If you're noticing that your GPU usage isn't 100% it's probably because your bottleneck is on the CPU side of things. I'm guessing this is also related to the number of parameters that you have.
In other cases something like circuit cutting might help but in your case you have so many CNOTs that it probably won't help.
Feel free to explore the PennyLane Discussion Forum to see what others have tried to accelerate their programs too.
Thanks @CatalinaAlbornoz. One thing I find really weird is that for the same code where n=7 ,default.qubit takes 4 seconds but with lightning.gpu it takes 100-140 seconds. What is the reason for this?
Hi @giladqm, lightning.gpu is optimized to work with over 20 qubits. There's a big overhead in spinning up all of the processes needing and passing the information from CPU to GPU and viceversa. So for smaller circuits default.qubit or lightning.qubit will work better.
If you go to pennylane.ai/performance you'll notice that at the end of the page we have a table to help you choose between the simulators depending on your circuit.
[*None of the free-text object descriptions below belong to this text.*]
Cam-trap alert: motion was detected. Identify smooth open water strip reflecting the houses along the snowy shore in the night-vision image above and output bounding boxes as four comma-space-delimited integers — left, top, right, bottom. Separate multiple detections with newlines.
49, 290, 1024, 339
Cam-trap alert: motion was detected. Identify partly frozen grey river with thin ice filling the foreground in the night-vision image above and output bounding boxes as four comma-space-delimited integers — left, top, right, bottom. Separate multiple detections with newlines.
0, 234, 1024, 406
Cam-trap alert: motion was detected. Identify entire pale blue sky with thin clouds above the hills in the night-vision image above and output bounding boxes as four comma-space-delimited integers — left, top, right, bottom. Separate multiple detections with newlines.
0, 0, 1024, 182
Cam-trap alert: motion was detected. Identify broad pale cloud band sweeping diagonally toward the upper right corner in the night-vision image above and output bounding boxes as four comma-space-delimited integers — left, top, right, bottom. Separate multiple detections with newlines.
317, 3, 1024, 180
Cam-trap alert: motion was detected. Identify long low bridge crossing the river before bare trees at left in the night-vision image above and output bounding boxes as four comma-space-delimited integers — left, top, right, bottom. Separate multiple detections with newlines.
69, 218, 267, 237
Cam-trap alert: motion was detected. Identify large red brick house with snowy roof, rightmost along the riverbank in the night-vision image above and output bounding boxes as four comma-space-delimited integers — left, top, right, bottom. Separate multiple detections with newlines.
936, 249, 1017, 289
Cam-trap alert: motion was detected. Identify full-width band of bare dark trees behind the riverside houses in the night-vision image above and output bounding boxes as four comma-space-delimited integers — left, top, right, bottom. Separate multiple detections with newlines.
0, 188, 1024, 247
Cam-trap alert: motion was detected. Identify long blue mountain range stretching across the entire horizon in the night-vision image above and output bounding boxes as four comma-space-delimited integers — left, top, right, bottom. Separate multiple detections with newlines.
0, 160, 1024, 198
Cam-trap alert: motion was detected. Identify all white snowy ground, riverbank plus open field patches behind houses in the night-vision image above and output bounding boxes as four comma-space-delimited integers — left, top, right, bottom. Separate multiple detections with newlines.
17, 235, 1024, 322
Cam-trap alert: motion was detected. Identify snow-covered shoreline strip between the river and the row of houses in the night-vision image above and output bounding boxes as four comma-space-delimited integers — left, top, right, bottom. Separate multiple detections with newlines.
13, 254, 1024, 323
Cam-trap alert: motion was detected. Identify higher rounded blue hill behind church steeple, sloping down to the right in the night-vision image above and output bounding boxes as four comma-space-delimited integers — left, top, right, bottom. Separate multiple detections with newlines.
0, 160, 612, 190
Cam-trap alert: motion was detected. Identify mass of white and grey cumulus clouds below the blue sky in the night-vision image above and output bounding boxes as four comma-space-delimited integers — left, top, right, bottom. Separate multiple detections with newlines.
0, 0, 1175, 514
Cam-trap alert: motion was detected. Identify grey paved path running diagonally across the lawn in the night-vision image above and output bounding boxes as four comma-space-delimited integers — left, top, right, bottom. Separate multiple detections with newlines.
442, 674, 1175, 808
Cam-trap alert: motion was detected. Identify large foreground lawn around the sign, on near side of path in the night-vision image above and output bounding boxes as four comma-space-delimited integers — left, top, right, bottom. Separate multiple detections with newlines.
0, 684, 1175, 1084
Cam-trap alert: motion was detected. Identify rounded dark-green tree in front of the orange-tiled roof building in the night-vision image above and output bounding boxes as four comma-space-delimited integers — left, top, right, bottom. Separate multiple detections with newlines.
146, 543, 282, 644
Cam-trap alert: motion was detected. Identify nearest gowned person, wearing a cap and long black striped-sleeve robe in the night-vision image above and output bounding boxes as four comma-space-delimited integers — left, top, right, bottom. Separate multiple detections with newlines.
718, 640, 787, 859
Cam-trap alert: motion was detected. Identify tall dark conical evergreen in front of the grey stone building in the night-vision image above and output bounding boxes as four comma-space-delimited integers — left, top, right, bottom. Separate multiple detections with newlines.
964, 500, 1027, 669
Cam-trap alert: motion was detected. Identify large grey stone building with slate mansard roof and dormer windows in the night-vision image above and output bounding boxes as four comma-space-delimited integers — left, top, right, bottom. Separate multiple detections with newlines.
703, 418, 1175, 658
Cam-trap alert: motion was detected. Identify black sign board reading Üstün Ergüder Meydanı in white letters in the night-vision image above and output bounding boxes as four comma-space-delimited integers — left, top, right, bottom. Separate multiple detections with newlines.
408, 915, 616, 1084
Definitely take a look at this page, you may find some new insights. 😃
I appreciate the explanation, Thank you @CatalinaAlbornoz
@CatalinaAlbornoz is there somewhere I can read more about the types of devices?
Hello, I want to test my GH200 (Grace-Hopper by Nvidia) by executing a simulation of a "heavy-weight" quantum algorithm with multiple qubits, and I thought PennyLane-Lightning could be a great tool for this. I want to run the simulation via a docker, but I a saw you have archived the repo of [pennylane-lightning-gpu]. So what do you recommend I should do?